Chapter 06

126 25 9
                                    

Malam hari.

Di sebuah danau terlihatlah sesosok gadis bersurai hitam dengan kedua matanya yang tertutup kain putih sedang berdiri di pinggir danau sambil kedua tangannya tertaut di belakang tubuh.

"Apa yang harus kulakukan?" Gumamnya di tengah sepinya kawasan danau yang jarang sekali disinggahi oleh manusia.

{Melanjutkan perjuangan nona Shin [Name] untuk membangun kembali Klan Ohwi} Sahut Zero dengan suara robotiknya yang khas, sedikit mengagetkan si gadis yang sedang termenung.

"Aku memang ingin melakukannya, tapi..."

{Tapi?}

[Name] menggigit bibir bawahnya, satu kebiasaan ketika dia sedang bingung ataupun gelisah.

"Aku merasa tak layak untuk melakukannya." Lirih [Name] sambil menunduk dan menatap kedua kakinya yang terbalut sepatu khas lelaki, guna memudahkannya untuk bertarung.

{Mengapa anda merasa begitu?}

Untuk sesaat [Name] terdiam.

"Klan Ohwi adalah milik [Name] dan aku? Aku hanyalah jiwa asing yang entah bagaimana bisa merasuki tubuhnya."

"Bukankah tidak pantas bagiku untuk melakukan itu? Aku... Aku sudah merenggut kehidupannya, dan bagaimana mungkin aku─"

{Nona tak perlu merasa seperti itu, kematian nona Shin [Name] sudah menjadi takdirnya. Anda tidak harus merasa buruk dan rendah diri untuk sesuatu yang nyatanya sama sekali bukanlah kesalahan nona}

{Nona ada disini sekarang juga karena itu sudah menjadi takdir nona, jadi anda tak perlu menyalahkan diri dan merasa bahwa anda sudah merenggut kehidupannya}

{Nona hanya perlu melanjutkan hidup di kehidupan ini, hiduplah sebagaimana diri nona yang dulu. Tak perlu berusaha menjadi seperti nona Shin [Name], sebab anda berdua jelaslah orang yang berbeda}

{Dan untuk perjuangan nona Shin [Name] membangun kembali Klannya, juga tak usah terlalu anda pikirkan. Jika itu memberatkan anda, maka lupakanlah saja}

Semua perkataan Zero pun membuat [Name] terdiam memikirkannya, ada sedikit kelegaan dihatinya ketika mendengar Zero berbicara dengan bijaknya.

Dia seolah-olah sedang mencurahkan isi hatinya kepada sosok manusia dan bukannya kepada sebuah Sistem yang tidak memiliki perwujudan.

"Terima kasih Zero, aku senang mendengar semua itu darimu."

{Apapun untuk nona}

[Name] tersenyum. "Dan untuk Klan Ohwi, aku akan melanjutkannya. Sebagai tanda terima kasihku kepada gadis itu, untuk tubuhnya yang kini menjadi milikku."

"Akan aku selesaikan, apa yang tak bisa Shin [Name] selesaikan karena kematiannya itu."
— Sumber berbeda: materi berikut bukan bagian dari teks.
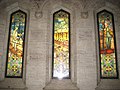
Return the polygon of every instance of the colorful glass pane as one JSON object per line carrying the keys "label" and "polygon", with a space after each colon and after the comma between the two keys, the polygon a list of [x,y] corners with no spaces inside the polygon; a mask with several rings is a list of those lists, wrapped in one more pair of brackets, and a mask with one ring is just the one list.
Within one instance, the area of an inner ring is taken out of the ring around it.
{"label": "colorful glass pane", "polygon": [[63,10],[54,14],[53,77],[69,78],[69,14]]}
{"label": "colorful glass pane", "polygon": [[11,15],[10,20],[6,77],[21,77],[26,14],[17,11]]}
{"label": "colorful glass pane", "polygon": [[113,15],[107,11],[98,14],[99,46],[102,78],[116,78],[116,51]]}

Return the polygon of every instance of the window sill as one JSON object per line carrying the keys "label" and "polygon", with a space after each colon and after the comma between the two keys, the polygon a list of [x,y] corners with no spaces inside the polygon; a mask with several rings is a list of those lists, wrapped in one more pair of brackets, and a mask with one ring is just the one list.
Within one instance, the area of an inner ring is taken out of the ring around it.
{"label": "window sill", "polygon": [[95,90],[120,90],[120,80],[101,79]]}
{"label": "window sill", "polygon": [[70,79],[52,79],[43,90],[79,90],[79,88]]}
{"label": "window sill", "polygon": [[25,82],[22,78],[5,78],[3,81],[0,81],[0,88],[11,89],[11,88],[25,88]]}

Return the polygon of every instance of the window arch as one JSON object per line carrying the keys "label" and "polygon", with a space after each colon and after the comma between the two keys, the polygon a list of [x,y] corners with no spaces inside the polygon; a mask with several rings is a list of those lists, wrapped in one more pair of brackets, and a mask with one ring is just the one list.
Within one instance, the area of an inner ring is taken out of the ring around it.
{"label": "window arch", "polygon": [[26,17],[21,10],[11,14],[5,77],[22,78]]}
{"label": "window arch", "polygon": [[53,14],[52,77],[70,78],[70,14],[59,10]]}
{"label": "window arch", "polygon": [[100,77],[118,78],[117,51],[113,14],[107,10],[97,13]]}

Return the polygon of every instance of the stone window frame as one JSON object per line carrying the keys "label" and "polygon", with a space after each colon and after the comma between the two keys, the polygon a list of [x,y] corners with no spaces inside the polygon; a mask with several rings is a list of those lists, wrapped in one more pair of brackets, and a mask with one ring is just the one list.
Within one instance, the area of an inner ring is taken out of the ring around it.
{"label": "stone window frame", "polygon": [[[114,28],[115,28],[115,32],[117,32],[119,30],[119,27],[118,27],[118,23],[119,21],[117,20],[118,18],[118,15],[116,13],[116,11],[118,11],[119,9],[114,6],[113,4],[111,3],[108,3],[108,2],[105,2],[105,6],[101,7],[101,8],[96,8],[95,11],[94,11],[94,20],[95,20],[95,44],[96,44],[96,68],[97,68],[97,86],[95,88],[95,90],[100,90],[100,89],[109,89],[109,90],[113,90],[113,89],[120,89],[120,60],[119,60],[119,38],[118,38],[118,33],[115,33],[115,36],[116,36],[116,48],[117,48],[117,62],[118,62],[118,78],[117,79],[103,79],[103,78],[100,78],[100,59],[99,59],[99,44],[98,44],[98,27],[97,27],[97,13],[102,11],[102,10],[107,10],[111,13],[113,13],[114,15]],[[117,9],[115,11],[115,9]],[[109,83],[108,83],[109,82]]]}
{"label": "stone window frame", "polygon": [[[102,75],[101,75],[101,64],[100,64],[101,60],[100,60],[100,53],[99,53],[100,78],[101,78],[101,79],[118,79],[118,78],[119,78],[119,76],[118,76],[119,71],[118,71],[118,60],[117,60],[117,49],[116,49],[117,46],[116,46],[116,32],[115,32],[114,14],[113,14],[112,12],[106,10],[106,9],[103,9],[103,10],[97,12],[97,30],[98,30],[97,32],[99,32],[99,22],[98,22],[99,17],[98,17],[98,15],[99,15],[100,13],[102,13],[102,12],[107,12],[107,13],[109,13],[109,14],[112,16],[117,77],[102,77]],[[99,37],[99,35],[98,35],[98,39],[99,39],[99,38],[100,38],[100,37]],[[99,42],[99,40],[98,40],[98,42]],[[99,43],[98,43],[98,44],[99,44]],[[99,50],[98,50],[98,51],[100,52],[100,45],[99,45]]]}
{"label": "stone window frame", "polygon": [[[10,27],[10,17],[12,13],[21,10],[26,13],[27,18],[26,18],[26,30],[25,30],[25,43],[24,43],[24,60],[23,60],[23,75],[21,78],[8,78],[5,77],[5,71],[6,71],[6,62],[7,62],[7,46],[8,46],[8,36],[9,36],[9,27]],[[6,23],[4,25],[5,29],[5,37],[4,37],[4,51],[3,51],[3,57],[2,57],[2,79],[0,82],[0,88],[26,88],[25,83],[26,83],[26,60],[27,60],[27,45],[28,45],[28,21],[29,21],[29,12],[26,9],[26,7],[20,5],[20,3],[16,2],[13,3],[5,8],[5,12],[7,14],[6,16]]]}
{"label": "stone window frame", "polygon": [[[59,13],[60,11],[68,14],[68,19],[69,19],[69,20],[68,20],[68,21],[69,21],[69,22],[68,22],[68,24],[69,24],[69,37],[68,37],[68,38],[69,38],[69,77],[63,77],[62,79],[70,79],[70,78],[71,78],[71,71],[70,71],[70,70],[71,70],[71,66],[70,66],[70,61],[71,61],[71,57],[70,57],[70,56],[71,56],[71,53],[70,53],[70,51],[71,51],[71,48],[70,48],[70,46],[71,46],[71,45],[70,45],[70,42],[71,42],[71,41],[70,41],[70,40],[71,40],[71,36],[70,36],[70,25],[71,25],[71,24],[70,24],[70,13],[67,12],[67,11],[65,11],[65,10],[63,10],[63,9],[60,9],[60,10],[58,10],[58,11],[56,11],[56,12],[53,13],[53,18],[54,18],[54,16],[55,16],[55,14],[56,14],[56,13]],[[55,21],[54,21],[54,19],[53,19],[53,35],[52,35],[53,38],[52,38],[52,39],[54,39],[54,29],[55,29],[55,27],[54,27],[54,24],[55,24],[55,23],[54,23],[54,22],[55,22]],[[54,46],[54,40],[52,41],[52,45]],[[54,52],[54,48],[52,48],[52,79],[58,79],[57,77],[53,77],[53,67],[54,67],[54,53],[53,53],[53,52]]]}
{"label": "stone window frame", "polygon": [[6,69],[5,69],[5,77],[6,78],[22,78],[23,77],[23,66],[24,66],[24,47],[25,47],[25,40],[26,39],[24,39],[24,41],[23,41],[23,56],[22,56],[22,68],[21,68],[21,76],[7,76],[7,69],[8,69],[8,66],[7,66],[7,64],[8,64],[8,51],[9,51],[9,44],[10,44],[10,33],[11,33],[11,22],[12,22],[12,15],[14,15],[14,14],[16,14],[17,12],[21,12],[22,14],[24,14],[25,15],[25,27],[24,27],[24,38],[26,37],[26,21],[27,21],[27,14],[24,12],[24,11],[22,11],[22,10],[20,10],[20,9],[18,9],[17,11],[15,11],[15,12],[13,12],[13,13],[11,13],[11,15],[10,15],[10,24],[9,24],[9,33],[8,33],[8,47],[7,47],[7,55],[6,55]]}
{"label": "stone window frame", "polygon": [[[70,44],[70,71],[71,71],[71,78],[70,79],[53,79],[52,78],[52,35],[53,35],[53,14],[59,10],[64,10],[66,12],[70,13],[70,36],[71,36],[71,41]],[[77,57],[76,57],[76,28],[75,28],[75,22],[73,23],[73,19],[75,18],[75,11],[72,9],[69,9],[69,7],[64,7],[62,5],[56,5],[55,7],[51,7],[48,11],[48,22],[47,22],[47,57],[46,57],[46,86],[43,88],[47,90],[49,86],[56,86],[52,87],[53,88],[58,88],[57,85],[53,85],[53,83],[59,84],[59,83],[64,83],[64,85],[69,85],[71,87],[74,87],[77,85]],[[72,86],[73,85],[73,86]],[[62,88],[65,88],[63,86]],[[70,87],[69,87],[70,88]],[[77,87],[75,87],[77,88]],[[77,88],[78,89],[78,88]]]}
{Baiklah, jika nona bilang begitu}

{Katakan saja jika anda memerlukan bantuan dari saya}

"Tentu."

_o0o_

Keesokan harinya.

[Name] yang telah selesai sarapan bersama dengan keluarga tak sedarahnya itupun kini sedang berada di laut yang sama ketika dirinya baru tiba di dunia tersebut.

Tempat itu sering kali dijadikan [Name] untuk berlatih agar kemampuannya tak menjadi tumpul dan lupa bagaimana caranya bertarung dengan pedang.

Menarik nafas sejenak dan menghembuskannya perlahan sebelum kemudian gadis itu dengan segera mengangkat pedangnya dan mengayunkannya dengan sangat piawai.

Sebagai seorang pembunuh bayaran di kehidupan yang lalu [Name] sudah terbiasa berlatih dengan menggunakan berbagai jenis senjata.

Dan tentunya dia bisa menggunakan semua jenis senjata untuk bertarung bahkan kala masih menjadi Choi (Name) pun pernah dirinya mendapatkan misi untuk membunuh seorang samurai yang menyelinap masuk ke dalam negaranya.

Dia bertarung dengan sangat sengit kala itu dengan menggunakan pedang yang tak semua perempuan mampu menggunakannya dengan baik dan sempurna.

Dan sebagaimana seorang tokoh utama, tentunya dia mendapatkan kemenangan telak. Meski mungkin salah satu tangannya nyaris putus saat misi itu ia jalankan, tidak ada manusia yang sempurna di dunia ini begitu juga dengan (Name).

Jadi ketika melakukan misi tak selalu dia pulang dalam keadaan tubuh sehat tanpa luka apapun, maka dari itu pula banyak bekas luka di tubuhnya yang sering gadis itu tutupi dengan menggunakan kulit palsu atau pun makeup.

Hidupnya itu terbilang cukup keras dan suram juga penuh akan adegan berdarah yang selalu mempertaruhkan nyawanya.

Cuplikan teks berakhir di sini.